The pejoratives don't strengthen your case: they're just ad hominem. You should dispense with those.[/quote]

Sorry. I do think that you yourself are intelligent. I suppose you must be responsible or you would not bother with the discussions. You must know that many people are put off understanding science because they have been badly taught about God.
..the deterministic theory that is your version of God?
If you think I'm a Determinist, then you haven't been paying attention. You should perhaps take a look back at my position on the Determinism strand.[/quote]

I'll pay more attention . But you could have put me right immediately :roll:
Theologians don't believe in the version of God that Dawkins doesn't believe in.
Yes. Now, Dawkins hates it when people say that, and he protests it's unfair: but he's opened himself to that charge, because of the way he tries to make a reductio out of the God concept (the "Flying Spaghetti Monster," for example), and then mocks the creation of his own fevered brain. He simply will not deal with God as a rational concept, one that has occupied and engaged some of the best minds in human history for several millennia and motivated some of the greatest art, literature and science the human race has ever produced; he wants to pretend it's as irrational, transparent and silly as his own FSM, and then disprove that, handing himself a cheap and easy win at the outset.

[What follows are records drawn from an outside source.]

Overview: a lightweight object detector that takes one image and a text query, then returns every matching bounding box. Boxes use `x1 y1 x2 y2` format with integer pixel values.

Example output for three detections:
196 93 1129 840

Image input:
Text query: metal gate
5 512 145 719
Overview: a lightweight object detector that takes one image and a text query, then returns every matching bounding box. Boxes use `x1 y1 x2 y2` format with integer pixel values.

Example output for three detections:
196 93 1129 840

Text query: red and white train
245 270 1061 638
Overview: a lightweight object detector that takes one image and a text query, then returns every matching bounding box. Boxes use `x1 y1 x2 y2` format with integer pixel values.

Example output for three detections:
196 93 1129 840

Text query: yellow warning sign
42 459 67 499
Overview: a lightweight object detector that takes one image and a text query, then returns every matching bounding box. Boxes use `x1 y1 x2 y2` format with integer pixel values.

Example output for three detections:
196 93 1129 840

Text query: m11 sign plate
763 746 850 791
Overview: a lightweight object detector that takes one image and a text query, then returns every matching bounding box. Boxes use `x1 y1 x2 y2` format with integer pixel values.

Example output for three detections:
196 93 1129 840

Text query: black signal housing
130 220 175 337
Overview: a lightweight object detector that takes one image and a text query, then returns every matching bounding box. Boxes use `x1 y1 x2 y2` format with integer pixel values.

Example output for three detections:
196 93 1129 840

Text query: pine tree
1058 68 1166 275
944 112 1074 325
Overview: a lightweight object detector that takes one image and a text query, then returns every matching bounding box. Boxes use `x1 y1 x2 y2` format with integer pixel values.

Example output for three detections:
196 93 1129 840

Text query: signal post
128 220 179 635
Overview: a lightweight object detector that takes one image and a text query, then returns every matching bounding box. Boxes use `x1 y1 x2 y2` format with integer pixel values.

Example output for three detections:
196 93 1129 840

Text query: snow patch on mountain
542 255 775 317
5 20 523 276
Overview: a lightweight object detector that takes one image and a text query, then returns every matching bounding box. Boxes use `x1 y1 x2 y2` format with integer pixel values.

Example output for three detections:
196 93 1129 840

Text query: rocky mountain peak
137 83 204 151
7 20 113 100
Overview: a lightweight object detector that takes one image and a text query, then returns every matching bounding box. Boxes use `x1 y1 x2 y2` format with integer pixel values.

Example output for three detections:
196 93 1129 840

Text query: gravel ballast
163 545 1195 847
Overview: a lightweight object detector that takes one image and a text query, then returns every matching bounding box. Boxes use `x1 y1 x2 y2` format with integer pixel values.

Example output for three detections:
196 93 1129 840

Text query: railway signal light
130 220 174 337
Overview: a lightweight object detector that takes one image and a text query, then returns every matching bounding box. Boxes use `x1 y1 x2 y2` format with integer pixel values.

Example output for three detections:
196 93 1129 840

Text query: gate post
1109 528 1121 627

And this is why his arguments continually miss all rational Theists.
[/quote]

Well I have read his books and I did understand them.

For your own part, Immanuel, you may understand that there are all too many people who cannot advance beyond the Santa Claus god, or beyond the judgemental god. Pastors have to preach for the sake of the lowest common denominator of intelligence in their flocks, and many pastors don't understand metaphysics. Some pastors may understand metaphysics and in a spirit of kindness have to patronise those members of their flocks who don't. Faiths often cause closed minds.

You yourself spend too much energy castigating unbelievers when you might possibly argue coherently for faith; it would be interesting if you could and would.

Your point about faith's nurturing great works of art is a good one, and deserves a separate thread. I can think of objections to your thesis and also support for it.